В ночи над зданием оранжевый шифон,
И лампы вечером пестрящие, как пончо.
(Дом-франт, с таким – на дефиле…да сломан позвоночник;
Хех… этим словом мог быть назван телефон).
Она вообразит, как делают звонки –
Сказать «люблю»; спросить «купить ли дыню?»;
По поводу и без; манипулируя родными…
Летят слова, заострены и коротки.
А в спальне – не в пример – беззвучное стекло.
За ним так верит восьмилетняя ворчунья,
В тот беглый миг, где ног, естественно, не чуя,
Взметнётся чайкой, чтоб сказать «Алло!»
*АТС – автоматическая телефонная станция
2-20. Алкотерапия
Давай сопьёмся, город, в унисон,
не в рифму, не в строку – а в хвост и гриву!

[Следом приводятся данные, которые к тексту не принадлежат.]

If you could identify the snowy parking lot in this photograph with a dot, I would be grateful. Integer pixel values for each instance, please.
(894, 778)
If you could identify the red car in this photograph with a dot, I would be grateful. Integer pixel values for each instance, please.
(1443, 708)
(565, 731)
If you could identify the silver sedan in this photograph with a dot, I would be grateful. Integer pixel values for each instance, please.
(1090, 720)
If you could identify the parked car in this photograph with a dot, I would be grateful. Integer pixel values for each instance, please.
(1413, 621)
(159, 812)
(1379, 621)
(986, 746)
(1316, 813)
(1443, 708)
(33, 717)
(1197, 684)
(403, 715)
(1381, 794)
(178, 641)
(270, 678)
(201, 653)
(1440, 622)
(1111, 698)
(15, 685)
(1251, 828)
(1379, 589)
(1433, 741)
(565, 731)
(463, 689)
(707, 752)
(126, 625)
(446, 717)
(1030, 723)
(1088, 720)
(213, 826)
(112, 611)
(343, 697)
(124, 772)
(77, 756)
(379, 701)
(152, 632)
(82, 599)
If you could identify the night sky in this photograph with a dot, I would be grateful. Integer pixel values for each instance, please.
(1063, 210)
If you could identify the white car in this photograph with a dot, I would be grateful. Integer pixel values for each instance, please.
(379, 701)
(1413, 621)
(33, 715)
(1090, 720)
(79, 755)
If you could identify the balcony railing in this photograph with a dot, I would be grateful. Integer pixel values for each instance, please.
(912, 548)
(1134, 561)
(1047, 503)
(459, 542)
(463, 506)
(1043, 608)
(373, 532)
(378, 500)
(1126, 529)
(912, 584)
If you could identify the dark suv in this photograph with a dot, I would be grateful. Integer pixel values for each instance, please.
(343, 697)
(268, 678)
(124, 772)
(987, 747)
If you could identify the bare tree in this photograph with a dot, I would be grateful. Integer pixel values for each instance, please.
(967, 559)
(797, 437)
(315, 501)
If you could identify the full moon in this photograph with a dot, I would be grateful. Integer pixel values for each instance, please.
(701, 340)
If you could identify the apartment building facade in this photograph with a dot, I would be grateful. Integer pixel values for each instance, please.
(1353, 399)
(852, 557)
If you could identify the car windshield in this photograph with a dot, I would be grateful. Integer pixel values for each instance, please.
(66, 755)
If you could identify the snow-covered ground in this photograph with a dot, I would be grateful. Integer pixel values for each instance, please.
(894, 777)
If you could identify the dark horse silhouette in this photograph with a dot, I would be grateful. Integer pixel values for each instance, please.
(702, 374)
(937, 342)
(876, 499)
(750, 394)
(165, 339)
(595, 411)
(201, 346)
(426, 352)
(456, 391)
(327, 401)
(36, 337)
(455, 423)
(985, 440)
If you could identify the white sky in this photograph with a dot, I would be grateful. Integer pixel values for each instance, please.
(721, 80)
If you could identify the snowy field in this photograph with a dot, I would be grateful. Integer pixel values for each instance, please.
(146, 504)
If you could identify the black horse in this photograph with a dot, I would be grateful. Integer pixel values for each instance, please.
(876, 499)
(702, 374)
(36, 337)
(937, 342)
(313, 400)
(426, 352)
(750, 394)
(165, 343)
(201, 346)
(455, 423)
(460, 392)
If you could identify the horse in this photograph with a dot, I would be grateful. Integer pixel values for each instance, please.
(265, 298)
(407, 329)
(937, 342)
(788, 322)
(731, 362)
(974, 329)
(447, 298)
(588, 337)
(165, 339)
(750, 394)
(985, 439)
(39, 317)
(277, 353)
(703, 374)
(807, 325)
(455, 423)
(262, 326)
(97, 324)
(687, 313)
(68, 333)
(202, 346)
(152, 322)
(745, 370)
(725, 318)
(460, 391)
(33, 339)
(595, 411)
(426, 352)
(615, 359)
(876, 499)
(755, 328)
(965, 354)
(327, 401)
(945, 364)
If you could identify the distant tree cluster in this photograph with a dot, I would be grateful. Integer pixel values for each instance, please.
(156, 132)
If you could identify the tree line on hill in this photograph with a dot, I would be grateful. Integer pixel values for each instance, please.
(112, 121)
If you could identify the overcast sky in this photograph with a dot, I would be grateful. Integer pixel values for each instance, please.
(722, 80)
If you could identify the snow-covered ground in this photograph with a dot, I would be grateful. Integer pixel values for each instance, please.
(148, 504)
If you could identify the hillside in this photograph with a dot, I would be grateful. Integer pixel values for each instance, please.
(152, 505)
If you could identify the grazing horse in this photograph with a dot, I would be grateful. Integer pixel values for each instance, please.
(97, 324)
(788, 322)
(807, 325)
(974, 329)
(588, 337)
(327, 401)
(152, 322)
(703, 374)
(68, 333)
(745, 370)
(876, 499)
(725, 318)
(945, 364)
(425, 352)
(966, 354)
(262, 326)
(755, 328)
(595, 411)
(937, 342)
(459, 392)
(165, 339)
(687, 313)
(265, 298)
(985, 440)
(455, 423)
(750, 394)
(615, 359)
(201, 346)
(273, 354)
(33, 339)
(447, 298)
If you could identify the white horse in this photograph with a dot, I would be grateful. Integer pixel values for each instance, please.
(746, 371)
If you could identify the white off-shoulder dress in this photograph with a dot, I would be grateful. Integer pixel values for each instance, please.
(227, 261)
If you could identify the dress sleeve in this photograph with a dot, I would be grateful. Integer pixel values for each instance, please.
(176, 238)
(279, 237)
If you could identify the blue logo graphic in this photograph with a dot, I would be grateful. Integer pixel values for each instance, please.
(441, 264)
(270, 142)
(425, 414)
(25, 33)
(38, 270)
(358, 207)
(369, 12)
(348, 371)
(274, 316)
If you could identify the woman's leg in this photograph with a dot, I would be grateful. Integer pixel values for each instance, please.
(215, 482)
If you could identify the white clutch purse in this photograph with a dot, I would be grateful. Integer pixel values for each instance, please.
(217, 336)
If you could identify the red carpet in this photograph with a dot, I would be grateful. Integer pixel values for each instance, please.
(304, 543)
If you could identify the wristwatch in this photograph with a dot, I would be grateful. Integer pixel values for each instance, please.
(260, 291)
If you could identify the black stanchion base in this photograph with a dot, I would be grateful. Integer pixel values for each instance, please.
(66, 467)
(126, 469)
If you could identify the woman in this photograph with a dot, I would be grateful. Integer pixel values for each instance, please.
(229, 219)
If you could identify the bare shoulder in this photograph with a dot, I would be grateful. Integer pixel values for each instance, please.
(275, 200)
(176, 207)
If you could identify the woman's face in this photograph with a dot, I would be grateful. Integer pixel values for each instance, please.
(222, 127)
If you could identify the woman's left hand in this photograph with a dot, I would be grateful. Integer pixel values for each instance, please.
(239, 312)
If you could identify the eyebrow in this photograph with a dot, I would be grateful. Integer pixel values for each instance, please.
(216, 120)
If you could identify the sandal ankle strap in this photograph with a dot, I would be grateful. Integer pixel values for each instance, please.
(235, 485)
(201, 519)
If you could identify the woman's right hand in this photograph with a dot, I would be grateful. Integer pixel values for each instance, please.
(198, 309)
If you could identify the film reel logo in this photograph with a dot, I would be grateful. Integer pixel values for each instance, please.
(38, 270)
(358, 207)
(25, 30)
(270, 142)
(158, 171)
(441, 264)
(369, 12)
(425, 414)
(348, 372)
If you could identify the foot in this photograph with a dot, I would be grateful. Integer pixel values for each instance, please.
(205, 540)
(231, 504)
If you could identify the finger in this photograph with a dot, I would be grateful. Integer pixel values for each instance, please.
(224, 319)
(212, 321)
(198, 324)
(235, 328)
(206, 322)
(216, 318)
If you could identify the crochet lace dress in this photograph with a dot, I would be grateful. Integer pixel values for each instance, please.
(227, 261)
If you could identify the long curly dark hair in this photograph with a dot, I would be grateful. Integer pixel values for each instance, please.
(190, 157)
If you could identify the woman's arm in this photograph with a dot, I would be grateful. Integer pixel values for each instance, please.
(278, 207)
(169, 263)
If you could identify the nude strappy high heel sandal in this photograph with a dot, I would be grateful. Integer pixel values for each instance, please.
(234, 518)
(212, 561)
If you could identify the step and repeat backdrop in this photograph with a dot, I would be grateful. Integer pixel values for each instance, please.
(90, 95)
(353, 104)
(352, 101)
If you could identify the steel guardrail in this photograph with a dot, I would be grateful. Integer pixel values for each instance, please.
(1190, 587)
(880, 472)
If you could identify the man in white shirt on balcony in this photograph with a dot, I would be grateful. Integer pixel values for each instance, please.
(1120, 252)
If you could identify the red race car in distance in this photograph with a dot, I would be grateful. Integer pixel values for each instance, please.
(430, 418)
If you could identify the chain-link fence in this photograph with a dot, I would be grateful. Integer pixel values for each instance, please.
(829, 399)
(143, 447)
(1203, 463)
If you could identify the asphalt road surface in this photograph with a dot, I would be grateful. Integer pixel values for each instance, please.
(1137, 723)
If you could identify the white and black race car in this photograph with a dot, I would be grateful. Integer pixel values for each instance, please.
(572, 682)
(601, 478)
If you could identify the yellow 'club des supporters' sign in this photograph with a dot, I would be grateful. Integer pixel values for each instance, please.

Случайностью в болота занесён,
туманы, чаек терпишь молчаливо,
дворцами оквадратился, потух,
попал на курсы по шитью и кройке -
твой ангел нынче гамбургский петух,
под сенью крыльев прячет новостройки.
Обиделся – дворы-колодцы сжал,
скрипишь железом. Что, съезжают крыши?
Наткни сырок небес на свой кинжал
Адмиралтейской башни ржаво-рыжей.
Мой «Чижик убежалый» от тоски,
прими на грудь коктейль дождя со снегом.
Я здесь, в тебе, до гробовой доски,
Как ты во мне лубочным альтер-эго.
Закусывай, а то уйдёшь в себя,
ищи потом в аптеках и каналах.
А утром все газеты протрубят,
что город был в подпитии немалом:
запутался в названьях островов,
когда мы за Фонтанку с Охтой пили,
шары забрал у всех знакомых львов -
сорвав кресты, привинчивал на шпили.
Ну вот, ты улыбнулся... ладно, спи,
баюкай в глубине себя кварталы,
устал, поди, от алкотерапий,
мой собутыльник тристагодовалый.
Бессмысленно кривится диск Луны,
стихи фантомной болью вены режут,
февральский мир за окнами уныл.
«Достать чернил» - не плакать.
Темы те же.
2-21. Сокровище
На книжный рынок дама робкая,
Набравшись сил,
Свезла стихи свои коробками...
Да кто б купил!
Народ с утра к прилавкам ломится,
Где стопки книг,
Романы, мистику и комиксы
Сметает вмиг.
А что стихи? Обложка бледная
И без прикрас.
За них теперь копейку медную
Никто не даст.
Все просто. Рынок. Экономика.
Товар не тот!
Студентик выпросил два томика,
Так то не в счёт.
Торги закрылись. Дама скромная,
Потупив взгляд,
Домой коробки неподъемные
Везёт назад.
Ей пить абсент дешёвый вечером
Из чаши зла
И клясть судьбу, что ей, доверчивой,
Талант дала:
"Товар?! Пиар, надежд не стоящий.
Так в нём секрет?
В моей душе лежит сокровище,
А проку нет».
2-22. Мой лучший день
В моём стакане отражён,
быть может, лучший день...
Я утром спел с грибным дождём
"ди-лин, ди-линь, ди-лей".
Катилась радуга-дуга,
а я на ней сидел...
И места не было врагам,
и грела важность дел.
Друзья к обеду собрались -
и каждый поднял тост!
В окно влетел кленовый лист
как запоздавший гость...
В моих стаканах - и полынь,
и мёд, и пустота...
В них часто пеной плавал сплин.
...Мой лучший день устал.
2-23. Крестики-нолики
Над правом жить смеясь до колики,
Испытанные острякиЛегко помножат вас на нолики:
Где власть – там в душах сквозняки.
Затем, к погосту выдав крестики,
Оглохнув к стонам и мольбе,
Друг друга в`ыкупают в лести и
Живут счастливые вполне.
От плевел зёрна не очищены
(Светильник разума коптит).
В лохмотья разодета истина,
А мерзость поднята на щит.
Ex malis eligere minima?*
По факту – выбор не велик.
Переступив штрафную линию,
Душа срывается на крик.
Потом жуёт в ночи бессонницу,
В кармане ищет медный грош,
На Пасху, в полночь, Богу молится,
Да пропасть бездной не заткнёшь.
*Из зол выбирают наименьшее.
2-24. Февральский сон голубянки-аргус
Это сакральное счастье, волшебное, в пять с половиной лет –
лежать на плетёном ковре, сочиняя письмо для Миёко в Японию.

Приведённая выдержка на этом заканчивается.